1. Washington Monthly has an excellent issue out about what will happen should the Republicans win in 2012. I kick it off with a piece about how presidents tend to do exactly what they said they would do while campaigning. Which is another reason to watch the nomination process carefully. Even if you believe that Mitt Romney has had it won from the beginning, it matters a lot what he has to do while campaigning, because the promises he makes in Iowa and New Hampshire and South Carolina and the rest really will constrain him in office.
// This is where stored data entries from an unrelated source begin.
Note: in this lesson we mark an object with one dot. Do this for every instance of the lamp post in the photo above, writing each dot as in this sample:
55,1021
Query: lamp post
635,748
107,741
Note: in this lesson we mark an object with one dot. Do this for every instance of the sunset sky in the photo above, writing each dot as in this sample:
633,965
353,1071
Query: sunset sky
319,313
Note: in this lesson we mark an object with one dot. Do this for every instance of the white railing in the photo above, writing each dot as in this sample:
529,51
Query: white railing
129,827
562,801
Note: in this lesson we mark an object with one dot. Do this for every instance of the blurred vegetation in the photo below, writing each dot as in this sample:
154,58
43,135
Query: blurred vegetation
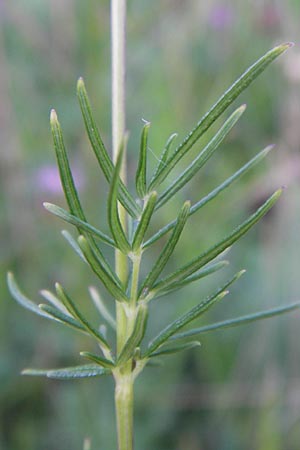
241,390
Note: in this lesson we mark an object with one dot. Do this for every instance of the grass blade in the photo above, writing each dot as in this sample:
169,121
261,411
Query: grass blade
140,180
81,225
202,158
74,311
113,209
166,251
211,253
69,373
163,159
98,360
100,151
136,336
220,106
191,315
175,349
237,321
109,283
144,222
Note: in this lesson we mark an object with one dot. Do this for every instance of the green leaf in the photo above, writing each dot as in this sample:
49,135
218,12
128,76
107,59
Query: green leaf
73,244
85,371
219,107
208,270
144,222
166,251
109,283
100,305
69,186
113,209
191,315
81,225
59,316
74,311
98,360
197,263
140,180
243,320
213,194
136,336
175,349
18,295
100,151
201,159
163,159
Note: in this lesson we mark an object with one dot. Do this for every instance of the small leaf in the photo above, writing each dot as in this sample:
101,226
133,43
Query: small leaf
220,106
162,160
73,243
196,264
140,180
80,224
243,320
100,151
100,305
137,335
72,308
166,251
98,360
144,221
191,315
109,283
59,316
22,299
113,209
85,371
175,349
201,159
213,194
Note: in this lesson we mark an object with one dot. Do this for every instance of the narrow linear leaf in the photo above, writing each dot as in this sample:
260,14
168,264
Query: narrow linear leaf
98,360
144,221
18,295
202,158
51,298
59,316
191,315
100,305
219,107
166,251
213,194
243,320
211,268
69,185
72,308
73,243
80,224
197,263
163,158
109,283
141,173
175,349
137,335
85,371
113,209
100,151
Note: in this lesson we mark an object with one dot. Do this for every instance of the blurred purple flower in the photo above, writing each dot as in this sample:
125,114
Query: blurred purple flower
220,17
48,181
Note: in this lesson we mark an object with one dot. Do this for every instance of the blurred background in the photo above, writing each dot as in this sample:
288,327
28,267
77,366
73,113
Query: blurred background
241,389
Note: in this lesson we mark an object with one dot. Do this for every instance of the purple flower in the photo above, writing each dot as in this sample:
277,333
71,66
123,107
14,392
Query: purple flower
220,17
48,181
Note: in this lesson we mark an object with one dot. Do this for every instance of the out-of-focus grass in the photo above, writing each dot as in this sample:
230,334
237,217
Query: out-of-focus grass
181,55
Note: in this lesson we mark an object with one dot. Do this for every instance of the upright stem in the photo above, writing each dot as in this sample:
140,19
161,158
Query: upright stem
123,377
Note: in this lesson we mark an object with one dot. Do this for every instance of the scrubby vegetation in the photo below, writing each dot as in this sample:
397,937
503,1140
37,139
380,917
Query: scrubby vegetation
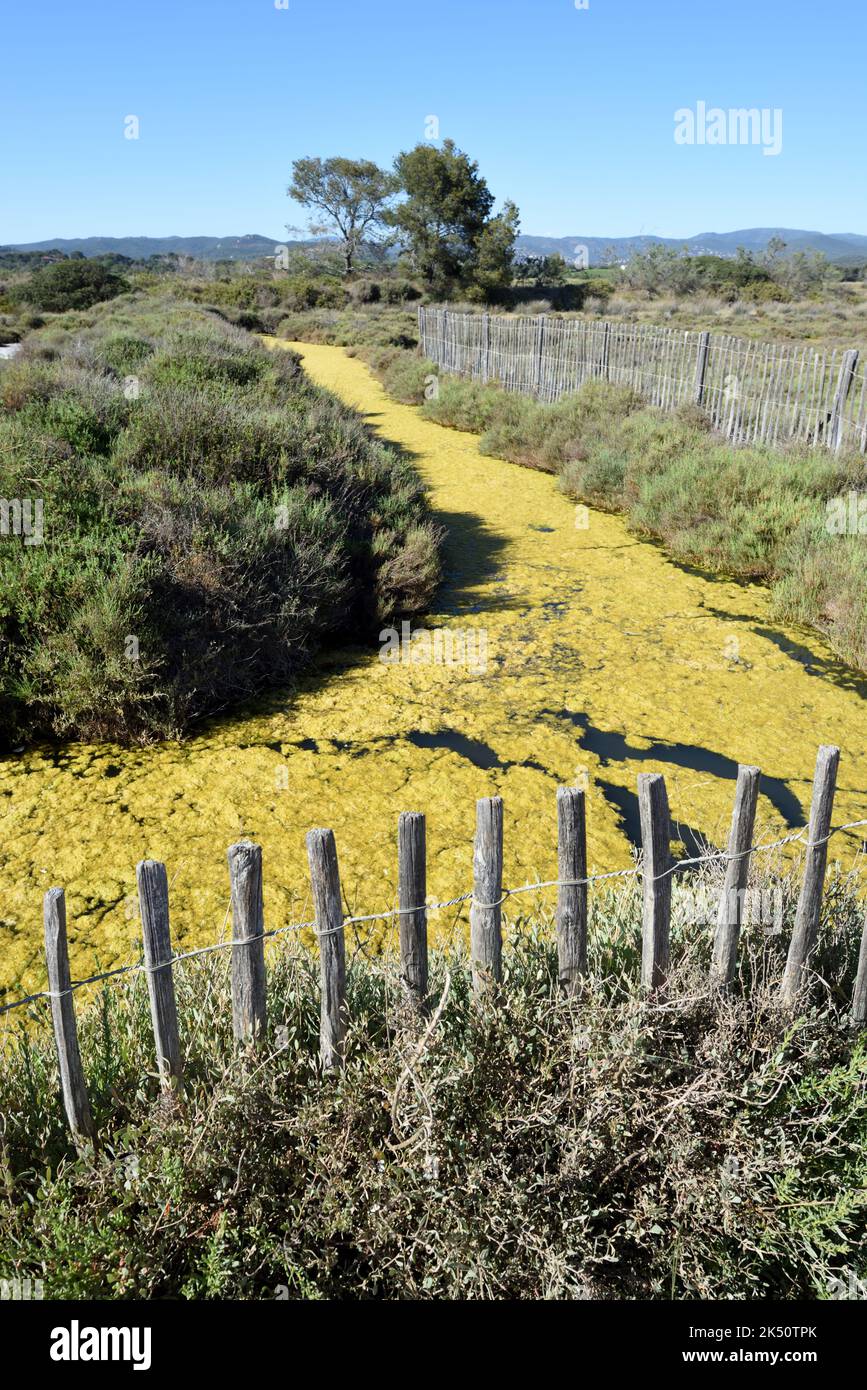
748,512
209,520
682,1146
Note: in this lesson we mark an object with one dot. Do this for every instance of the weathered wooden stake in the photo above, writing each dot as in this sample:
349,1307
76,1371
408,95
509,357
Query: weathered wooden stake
325,879
411,893
859,995
809,904
571,897
698,395
153,904
249,1011
656,843
485,915
730,920
844,385
63,1016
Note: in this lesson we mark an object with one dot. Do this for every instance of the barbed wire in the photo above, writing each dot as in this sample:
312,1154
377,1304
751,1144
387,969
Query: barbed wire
141,968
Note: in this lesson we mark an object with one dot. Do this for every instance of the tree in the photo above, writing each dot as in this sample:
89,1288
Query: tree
445,221
493,267
352,195
71,284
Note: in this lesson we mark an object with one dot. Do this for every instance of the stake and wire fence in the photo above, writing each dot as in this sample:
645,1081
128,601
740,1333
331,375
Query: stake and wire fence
753,392
486,897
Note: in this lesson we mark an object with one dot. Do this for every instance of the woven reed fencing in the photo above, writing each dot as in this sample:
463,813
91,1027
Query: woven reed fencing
753,392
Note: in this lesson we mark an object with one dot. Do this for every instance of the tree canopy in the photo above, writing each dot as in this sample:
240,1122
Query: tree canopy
445,221
350,195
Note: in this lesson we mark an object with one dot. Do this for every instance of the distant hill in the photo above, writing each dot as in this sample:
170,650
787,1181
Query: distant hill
139,248
842,248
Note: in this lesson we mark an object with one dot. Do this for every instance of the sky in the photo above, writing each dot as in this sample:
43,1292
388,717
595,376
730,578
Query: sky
568,110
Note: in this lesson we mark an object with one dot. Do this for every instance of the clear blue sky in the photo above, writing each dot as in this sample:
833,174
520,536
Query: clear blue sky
568,111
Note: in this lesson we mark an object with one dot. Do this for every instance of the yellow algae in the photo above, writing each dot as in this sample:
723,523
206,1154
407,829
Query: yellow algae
603,659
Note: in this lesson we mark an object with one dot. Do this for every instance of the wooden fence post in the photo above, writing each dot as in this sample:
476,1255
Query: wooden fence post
844,385
156,933
571,895
809,904
63,1016
606,350
656,843
859,995
737,873
249,1009
485,915
411,893
698,395
539,355
325,879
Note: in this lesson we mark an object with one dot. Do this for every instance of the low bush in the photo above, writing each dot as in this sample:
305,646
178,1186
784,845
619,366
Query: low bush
70,284
209,520
687,1146
753,512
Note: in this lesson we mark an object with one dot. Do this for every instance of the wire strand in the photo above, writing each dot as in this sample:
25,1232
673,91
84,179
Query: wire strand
430,906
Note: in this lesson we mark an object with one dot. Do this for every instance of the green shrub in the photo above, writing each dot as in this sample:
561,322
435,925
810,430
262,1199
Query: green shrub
72,284
748,512
689,1147
227,514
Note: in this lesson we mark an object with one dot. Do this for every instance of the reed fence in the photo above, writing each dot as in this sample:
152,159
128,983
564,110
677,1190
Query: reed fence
486,897
753,392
Anyway, I was happy to write the piece, but when I saw who else they had enlisted for the issue, I couldn't wait to read through it. Ready? Dave Weigel on Tea Party influence. Tom Mann and Norm Ornstein on Congress. Dahlia Lithwick on the Courts. James Traub on foreign policy. David Roberts on the environment. Mike Konczal on financial regulation. And Harold Pollack on health care. As I said, I haven't read any of these yet, but that's a terrific lineup, no?
2. Nothing about me in this one, but there's a new issue of The Forum focusing on the Senate. Again, a terrific lineup. I'm not going to link to all of it (just click over and explore), but there's a lot of terrific people: Sarah Binder, Greg Koger, Eric Schickler and Gregory Wawro, Frances E. Lee, Charles O. Jones, and much more. As always, free after some annoying pass-through stuff. Again, I haven't read any of it yet, but most articles over at The Forum are pretty accessible to non-academics. Looks very good, and I highly recommend.
3. I don't think I've actually mentioned this here: the book is out! That's The Making of the Presidential Candidates 2012, edited by William G. Mayer and Jonathan Bernstein (hey, that's me!). Bill's been doing this for several cycles now, and he added me as co-editor this time around; it is the premier edited volume about the presidential nomination process. This one, I have read! And it's terrific. Wayne Steger, Andrew Dowdle, and Randall Adkins on predicting nomination races; Antonhy Corrado on campaign finance; Andrew Busch on the Tea Party; Michael Cornfield on "the Densification of Presidential Campaign Discourse"; Stephen Farnsworth and Robert Lichter on TV coverage; and William Mayer on presidential selection...in 1788-89. Actually, I haven't read Bill's chapter yet, and I'm very much looking forward to it. Oh, and there's also one contribution from someone who isn't a political scientist, although he does know a little bit about running for president: Michael Dukakis, on "The Experience of Running for President." All that, plus an appendix with facts and figures from presidential nomination history. All great stuff, if I do say so myself. Check it out! Assign it in your campaigns & elections class! Also probably makes a terrific birthday or anniversary gift -- looks highly impressive on your bookshelf (and yes, there's an e-version).